Balthus (born 1908) was a European painter and stage designer who worked within the Western tradition of figure painting. He is best known for his paintings of everyday life invested with a sense of mystery, symbolism, and eroticism.

Balthus was born Balthasar Klossowski in Paris, France, on February 29, 1908, to a Prussian family that had left Silesia five years before. His parents were both painters, as was his brother, and they lived in Switzerland and Berlin during the turbulent years before, during, and after World War I. Balthus did not study at the Academy of Fine Arts or in the studio of another painter. Instead, he taught himself by copying masterpieces at the Louvre Museum, as had many painters in the 19th century. He did attend sketching classes at the Grand Chaumiere, an informal art school, where he received criticism from Maurice Vlaminck and Pierre Bonnard, two prominent painters associated with the Ecole de Paris.

Balthus copied works by the French Neo-Classic painter Nicolas Poussin and the Italian Renaissance painter Piero della Francesca. The German poet Rainer Maria Rilke, a close friend of his mother, urged him to use his childhood nickname, Balthus, as his artistic name. Married twice with three children, Balthus lived most of his life in Paris but moved in 1977 to near Beatenburg, Switzerland.

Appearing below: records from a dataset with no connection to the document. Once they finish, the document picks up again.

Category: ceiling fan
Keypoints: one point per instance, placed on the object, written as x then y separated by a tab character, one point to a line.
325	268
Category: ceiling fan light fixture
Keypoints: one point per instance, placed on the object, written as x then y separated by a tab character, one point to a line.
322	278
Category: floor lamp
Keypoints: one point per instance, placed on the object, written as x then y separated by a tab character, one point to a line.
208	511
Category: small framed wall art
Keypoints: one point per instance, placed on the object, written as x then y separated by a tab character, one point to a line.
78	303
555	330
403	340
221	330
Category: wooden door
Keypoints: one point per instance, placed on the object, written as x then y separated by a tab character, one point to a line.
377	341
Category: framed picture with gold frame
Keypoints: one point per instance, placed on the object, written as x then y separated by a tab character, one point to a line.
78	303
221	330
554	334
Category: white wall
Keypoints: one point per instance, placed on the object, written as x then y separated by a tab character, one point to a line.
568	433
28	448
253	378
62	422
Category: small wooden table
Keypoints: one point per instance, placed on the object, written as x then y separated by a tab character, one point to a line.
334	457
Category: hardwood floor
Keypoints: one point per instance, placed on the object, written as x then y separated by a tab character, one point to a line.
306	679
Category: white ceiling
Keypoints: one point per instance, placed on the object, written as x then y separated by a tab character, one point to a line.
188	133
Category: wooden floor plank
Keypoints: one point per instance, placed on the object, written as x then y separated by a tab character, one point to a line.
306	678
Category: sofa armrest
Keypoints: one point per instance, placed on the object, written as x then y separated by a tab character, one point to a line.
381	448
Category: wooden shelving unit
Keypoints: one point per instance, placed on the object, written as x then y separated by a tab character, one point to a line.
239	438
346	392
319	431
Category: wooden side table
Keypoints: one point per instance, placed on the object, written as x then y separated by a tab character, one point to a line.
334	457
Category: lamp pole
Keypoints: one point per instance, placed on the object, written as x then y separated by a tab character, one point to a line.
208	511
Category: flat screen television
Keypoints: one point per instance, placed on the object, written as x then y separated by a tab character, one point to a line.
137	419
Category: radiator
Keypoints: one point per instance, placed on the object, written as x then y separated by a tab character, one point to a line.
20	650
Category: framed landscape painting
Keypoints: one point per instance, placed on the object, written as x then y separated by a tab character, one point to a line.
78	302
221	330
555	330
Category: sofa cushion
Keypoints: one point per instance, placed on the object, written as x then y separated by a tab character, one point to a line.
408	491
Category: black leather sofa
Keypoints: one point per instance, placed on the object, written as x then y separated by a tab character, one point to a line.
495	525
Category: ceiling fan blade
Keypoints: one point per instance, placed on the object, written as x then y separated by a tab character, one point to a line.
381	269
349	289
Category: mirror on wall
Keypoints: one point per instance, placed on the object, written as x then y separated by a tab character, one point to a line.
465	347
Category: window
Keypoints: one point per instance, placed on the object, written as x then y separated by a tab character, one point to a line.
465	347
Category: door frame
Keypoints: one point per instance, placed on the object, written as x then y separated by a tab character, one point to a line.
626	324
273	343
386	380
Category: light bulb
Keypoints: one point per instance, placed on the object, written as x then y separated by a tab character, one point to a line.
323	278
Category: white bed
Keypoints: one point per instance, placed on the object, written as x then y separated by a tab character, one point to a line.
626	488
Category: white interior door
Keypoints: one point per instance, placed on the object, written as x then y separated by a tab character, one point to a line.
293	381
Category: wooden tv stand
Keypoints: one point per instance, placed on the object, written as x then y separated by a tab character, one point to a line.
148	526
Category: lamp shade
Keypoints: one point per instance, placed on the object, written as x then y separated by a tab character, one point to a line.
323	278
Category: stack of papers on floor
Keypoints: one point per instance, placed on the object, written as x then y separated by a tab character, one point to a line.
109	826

Painting Style and Subject Matter

Balthus' work was always figurative, despite the strong tendency toward abstraction in the 20th century. Throughout his career the subject matter of his work was fairly constant, depicting street scenes, landscapes, portraits, and interior domestic scenes. He is best known for his paintings of adolescents, especially young girls who are often nude or partially clothed in intimate, indoor settings where the painter - and by extension the viewer - appear to be peeking. His manner of painting is often considered classical: the figures and objects are weighty geometric forms that appear frozen in time. Balthus' composition, derived from Renaissance models, used the inter-relationship of figures, objects, and setting to create a sense of space. The atmospheric stillness in Balthus' painting infuses the everyday activities he depicted with a psychological sense of mystery and intrigue.

Balthus worked outside the main artistic currents that developed in Paris, but during the 1930s he was in contact with the Surrealist group and he became friendly with the Swiss sculptor Alberto Giacometti. The Surrealists, who were interested in the psychology of the unconscious, were drawn to the dream-like quality of Balthus' paintings, their sexual ambiguity, and his confessed desire to shock. Balthus himself disavowed the erotic content in his work.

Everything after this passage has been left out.